On Wednesday, that figure was 1.3. The so-called reproduction rate must come down to one or lower, he said. “If we do not do better,” he said, “we are looking at major problems by late August and September with an average peak of 900 hospitalized patients by early October.”
Hospital capacity in the city was still good this week, Colfax said. Twenty-seven percent of acute beds remained available as well as 28% of intensive care beds. During the last surge, in April, hospitalizations in San Francisco peaked at 94. He said there were 92 COVID-19 patients in San Francisco hospitals on Wednesday. Of those, 76 were residents and 16 were transferred from other places.
Asked about reopening schools, Colfax said the rate of infection must come down before school buildings are opened for classes.

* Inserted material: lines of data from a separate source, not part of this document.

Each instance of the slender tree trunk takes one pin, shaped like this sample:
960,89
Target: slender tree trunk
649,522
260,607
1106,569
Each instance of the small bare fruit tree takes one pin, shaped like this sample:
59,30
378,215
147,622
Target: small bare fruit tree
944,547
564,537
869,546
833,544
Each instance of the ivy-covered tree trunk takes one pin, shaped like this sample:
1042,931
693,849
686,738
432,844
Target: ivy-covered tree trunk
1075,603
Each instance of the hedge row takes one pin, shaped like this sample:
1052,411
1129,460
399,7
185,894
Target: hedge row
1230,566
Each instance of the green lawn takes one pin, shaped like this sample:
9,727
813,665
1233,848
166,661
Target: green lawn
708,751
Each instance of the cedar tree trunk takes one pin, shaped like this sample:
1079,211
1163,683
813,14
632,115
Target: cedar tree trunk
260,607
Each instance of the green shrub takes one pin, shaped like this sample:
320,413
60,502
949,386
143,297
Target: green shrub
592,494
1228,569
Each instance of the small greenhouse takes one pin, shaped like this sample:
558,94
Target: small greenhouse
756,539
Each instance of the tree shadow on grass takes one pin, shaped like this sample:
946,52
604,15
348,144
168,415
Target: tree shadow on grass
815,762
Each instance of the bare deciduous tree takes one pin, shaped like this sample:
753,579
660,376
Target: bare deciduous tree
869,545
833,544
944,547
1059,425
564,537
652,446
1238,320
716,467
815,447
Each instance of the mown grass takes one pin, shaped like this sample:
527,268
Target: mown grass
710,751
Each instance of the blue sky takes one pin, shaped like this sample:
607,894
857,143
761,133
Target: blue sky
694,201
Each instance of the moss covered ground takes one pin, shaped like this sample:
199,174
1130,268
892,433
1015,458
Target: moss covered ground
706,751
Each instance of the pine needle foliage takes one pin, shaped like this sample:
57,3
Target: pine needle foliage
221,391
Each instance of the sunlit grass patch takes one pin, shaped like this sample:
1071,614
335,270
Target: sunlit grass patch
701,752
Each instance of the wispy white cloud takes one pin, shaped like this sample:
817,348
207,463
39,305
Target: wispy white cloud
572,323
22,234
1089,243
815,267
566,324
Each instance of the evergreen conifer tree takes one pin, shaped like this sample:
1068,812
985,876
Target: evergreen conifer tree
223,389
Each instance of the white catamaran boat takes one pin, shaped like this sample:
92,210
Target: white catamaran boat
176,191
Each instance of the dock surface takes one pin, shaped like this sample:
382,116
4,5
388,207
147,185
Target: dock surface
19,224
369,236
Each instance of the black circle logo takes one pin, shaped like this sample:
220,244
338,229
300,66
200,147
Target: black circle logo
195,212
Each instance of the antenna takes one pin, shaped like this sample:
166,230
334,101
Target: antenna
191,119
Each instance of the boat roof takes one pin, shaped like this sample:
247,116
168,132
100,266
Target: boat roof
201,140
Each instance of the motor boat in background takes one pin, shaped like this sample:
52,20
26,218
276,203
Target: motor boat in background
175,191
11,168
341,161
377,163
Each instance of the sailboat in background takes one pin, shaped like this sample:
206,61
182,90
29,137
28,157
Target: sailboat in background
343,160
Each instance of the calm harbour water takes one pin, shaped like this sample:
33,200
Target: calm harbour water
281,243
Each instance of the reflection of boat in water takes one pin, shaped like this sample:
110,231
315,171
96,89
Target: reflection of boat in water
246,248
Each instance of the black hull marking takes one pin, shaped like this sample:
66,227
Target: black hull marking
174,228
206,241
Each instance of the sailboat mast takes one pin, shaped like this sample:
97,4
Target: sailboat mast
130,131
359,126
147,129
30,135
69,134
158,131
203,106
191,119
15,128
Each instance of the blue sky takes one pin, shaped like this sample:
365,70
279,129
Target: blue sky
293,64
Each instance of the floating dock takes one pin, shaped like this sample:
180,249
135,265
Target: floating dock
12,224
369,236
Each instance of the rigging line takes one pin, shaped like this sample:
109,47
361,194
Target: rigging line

“We will make a decision about whether it is safe to open those physical spaces depending on where we stand with the virus and the surge in our city when the time comes,” he said. The new cases stem from people socializing at parties and barbecues with friends and family, he said, and from essential workers at businesses who are not adhering to precautions.
San Francisco is now in the “red zone” for rising transmissions. The city has 7.7 cases for every 100,000 residents, he said. The goal was to keep that rate at 1.8.
Hospitalizations for coronavirus infection are rising by 33%, Colfax noted: “That is red, and a cause for grave concern.” The goal is to keep hospitalization increases to under 10%.
Testing, though, was in good shape, with the city averaging 2,950 tests a day. Contact tracers were reaching 85% of those infected and 85% of their contacts, he said. He warned that those percentages were likely to fall this week because of delays in getting test results from overwhelmed laboratories.